Their efforts worked. Thanks to Quad-City region support, and a growing online presence via various blogs and Facebook, the campaign was able to raise $59,000 in about two months. That money was enough to build 12 new wells in Africa.

Harrison's organization says the average well costs about $5,000, depending upon how far underground the water is.

All of the money collected through the Quad-City Water for Christmas efforts has been going toward well projects in Liberia, where Harrison lived for about a year. During his upcoming visit, he plans to bring photos from that part of Africa to show how much donations can help.

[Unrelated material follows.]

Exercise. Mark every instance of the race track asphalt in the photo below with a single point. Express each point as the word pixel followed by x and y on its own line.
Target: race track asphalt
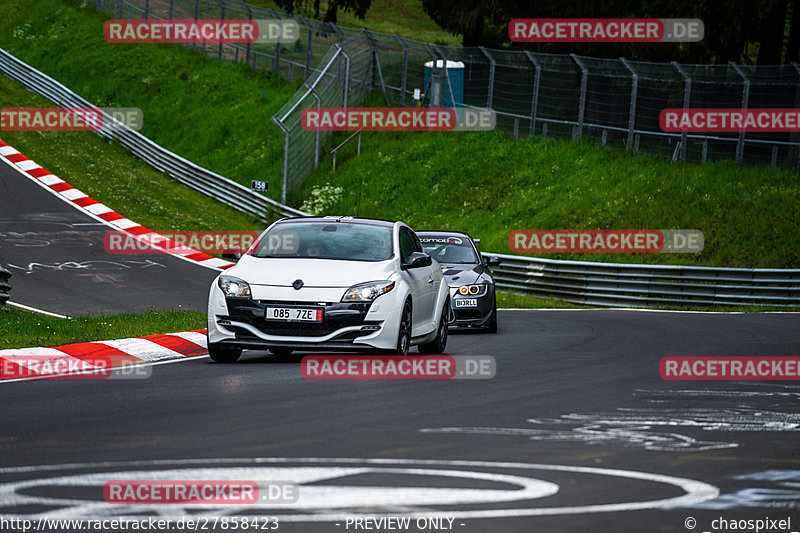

"I just really hope to connect them to some of the people who are being served," he said.

Giving year-round

Landers said last year's Water for Christmas efforts were successful and a lot of fun - including a Dancing for Water component that had people dancing in online videos to help inspire others to donate to the cause.

Organizers realized that if they could raise that much awareness and money in only two months that they had the potential to collect even more if they planned more and farther ahead of time, she said. People wanted to give. They just needed the opportunity, she added.

So, Landers and a core group of at least 30 others - bringing "different talents and spheres of influence," she said - have been meeting every week over the past year, organizing the next Water for Christmas efforts.

One of those people is Tom Randleman, a math teacher at West Middle School in Muscatine. The school's students raised $6,000, enough money to build one well, through various donation efforts in the spring. They're raising money again in conjunction with Muscatine-area charities.

Meanwhile, Randleman is offering to take $20 donations from people who want him to paint the H2Africa logo on their driveways. He has painted the logo on at least 30 driveways in Muscatine so far and is willing to travel to the Quad-Cities to do more.

"It draws the attention of other people in the neighborhood, and then they come over and ask about it," he said. "It's an awareness."

"If we raise our voices, it could literally mean world change," Landers added. "It could be huge."

The Landerses' twins just turned 4 years old.

Do the children understand their adoptive parents' passion for clean water in their African homeland? Maybe not. But they will.

"It will be part of their story," Landers said. "God used their little lives to inspire a lot of people to think outside ourselves and make the world a little smaller."